In the four years since it was founded, Convoy Inc. has assembled a lineup of big-name investors that includes Bill Gates, Jeff Bezos and Marc Benioff. It’s adding one more to the list: Al Gore.

The former U.S. vice president’s sustainability-focused investing fund, Generation Investment Management LLP, led a $400 million funding round for Convoy, which makes software to connect freight shippers with truck drivers. T. Rowe Price Group Inc. co-led the investment with Gore’s firm, Convoy said Wednesday. The deal values the startup at $2.75 billion.

Convoy is often described as “Uber for trucking”—a moniker that took hold before Uber Technologies Inc. set up a competing business. Uber has committed to hire 2,000 people to expand freight operations in Chicago. Another rival business in the United Arab Emirates, Trukker, said Tuesday it received a $23 million investment led by a Saudi Arabian venture capital fund.

A big part of Convoy’s pitch is that it can improve the trucking business by making it more efficient, both financially and environmentally. Transportation is the largest source of U.S. emissions today, and heavy-duty trucks represent about 13% of those emissions. Convoy’s service is designed to eliminate unnecessary driving by ensuring trucks can get loads on each trip. The business isn’t yet profitable, but Dan Lewis, the chief executive officer, has said it will be eventually.
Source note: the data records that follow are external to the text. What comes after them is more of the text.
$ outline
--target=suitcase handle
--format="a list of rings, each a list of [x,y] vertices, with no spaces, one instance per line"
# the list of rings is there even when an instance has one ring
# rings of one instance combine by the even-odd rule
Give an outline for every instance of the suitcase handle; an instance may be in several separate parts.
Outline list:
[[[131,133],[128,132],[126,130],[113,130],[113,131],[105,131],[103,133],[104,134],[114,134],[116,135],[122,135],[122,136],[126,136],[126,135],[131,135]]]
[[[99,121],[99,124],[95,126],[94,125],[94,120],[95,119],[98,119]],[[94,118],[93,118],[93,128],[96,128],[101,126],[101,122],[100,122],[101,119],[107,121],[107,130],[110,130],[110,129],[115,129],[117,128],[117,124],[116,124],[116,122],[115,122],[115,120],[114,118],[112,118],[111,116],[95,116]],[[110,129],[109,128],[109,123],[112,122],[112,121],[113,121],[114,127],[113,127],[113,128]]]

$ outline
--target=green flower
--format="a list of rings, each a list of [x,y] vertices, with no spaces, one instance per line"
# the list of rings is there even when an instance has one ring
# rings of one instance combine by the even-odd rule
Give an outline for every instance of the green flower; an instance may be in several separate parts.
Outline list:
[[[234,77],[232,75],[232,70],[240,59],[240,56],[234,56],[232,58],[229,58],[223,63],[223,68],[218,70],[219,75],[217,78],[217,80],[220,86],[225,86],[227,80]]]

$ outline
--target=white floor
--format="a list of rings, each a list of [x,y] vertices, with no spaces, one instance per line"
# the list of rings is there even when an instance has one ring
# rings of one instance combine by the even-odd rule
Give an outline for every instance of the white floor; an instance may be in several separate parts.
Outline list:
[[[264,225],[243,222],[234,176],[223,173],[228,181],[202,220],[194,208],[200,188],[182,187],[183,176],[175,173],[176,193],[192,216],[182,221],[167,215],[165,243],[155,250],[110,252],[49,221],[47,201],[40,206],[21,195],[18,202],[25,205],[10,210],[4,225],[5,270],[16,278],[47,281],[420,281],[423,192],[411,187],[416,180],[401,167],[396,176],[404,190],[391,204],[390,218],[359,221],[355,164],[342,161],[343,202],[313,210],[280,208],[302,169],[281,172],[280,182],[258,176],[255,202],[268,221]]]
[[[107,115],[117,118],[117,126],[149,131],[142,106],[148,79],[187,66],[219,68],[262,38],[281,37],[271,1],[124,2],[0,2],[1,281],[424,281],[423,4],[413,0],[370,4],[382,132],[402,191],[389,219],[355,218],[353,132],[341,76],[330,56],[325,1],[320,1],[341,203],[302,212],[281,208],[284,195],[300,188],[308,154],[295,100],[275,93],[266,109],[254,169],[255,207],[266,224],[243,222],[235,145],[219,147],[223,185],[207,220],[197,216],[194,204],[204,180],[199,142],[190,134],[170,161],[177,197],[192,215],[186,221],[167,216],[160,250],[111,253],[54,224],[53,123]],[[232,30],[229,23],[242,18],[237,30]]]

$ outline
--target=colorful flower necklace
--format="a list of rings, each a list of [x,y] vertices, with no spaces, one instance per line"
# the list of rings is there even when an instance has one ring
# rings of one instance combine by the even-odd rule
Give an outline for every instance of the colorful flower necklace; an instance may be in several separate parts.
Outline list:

Customers include Procter & Gamble Co. and Anheuser-Busch InBev NV. Among the investors in the new funding round are Alphabet Inc.’s CapitalG, Baillie Gifford, Durable Capital Partners, Fidelity Investments and Lone Pine Capital. The new funds are expected to help the company accelerate its expansion and fend off competition from upstarts, as well as the likes of J.B. Hunt Transport Services Inc.